Patient Safety in Anatomic Pathology
Moderator: Peter Furness
Section 3 -
Addressing National Patient Safety Goals in Surgical Pathology
Richard J. Zarbo
Henry Ford Hospital
Department of Pathology
Detroit, MI USA
- Identify the top 3 national ( US ) patient safety goals to be implemented in surgical pathology in 2006.
- Appreciate the magnitude and
importance of preanalytic patient identification errors.
- Understand a framework for
producing standardized, documented and issued amended reports
- Identify mechanisms for timely
communication and documentation of significant or unexpected surgical pathology diagnoses.
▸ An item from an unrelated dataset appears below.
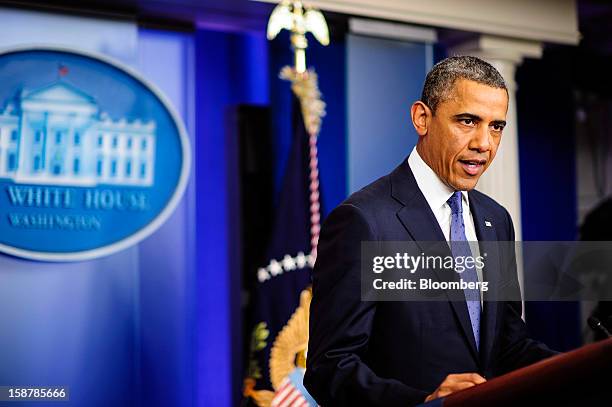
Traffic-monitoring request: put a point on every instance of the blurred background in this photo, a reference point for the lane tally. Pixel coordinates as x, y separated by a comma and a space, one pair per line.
169, 321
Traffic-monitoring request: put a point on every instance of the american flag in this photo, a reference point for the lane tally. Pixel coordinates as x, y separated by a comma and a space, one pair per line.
292, 393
The topic of patient safety became an important subject in medicine with the publication in 1999 of
the United States Institute of Medicine's report on medical error and its subsequent report on the
general state of quality of health care in 2001. This focus on error reduction also extends to the
laboratory where patient's safety can be summarized as 'doing the right thing, at the right time, for the
right patient.' The patient safety movement builds on, and is an evolution of previous quality
movements, such as quality control, quality assurance and quality improvement, but necessarily focuses on
that portion of the Hippocratic oath calling us "above all, to do no unnecessary harm." Unfortunately,
humans err often and therefore, error is a common fact of life. Approaches to patient safety take this
fact to heart, focusing not on the human, but instead on the redesign of systems to minimize the
consequences of inevitable human error. The most common causes of error from root cause analyses are
those of mis-communication, poorly defined connections between individuals, inappropriate pathways of
action, low cultural expectations, and poor teamwork. Clearly, the quest for improved quality and
patient safety is never ending, given the current design of systems and human nature.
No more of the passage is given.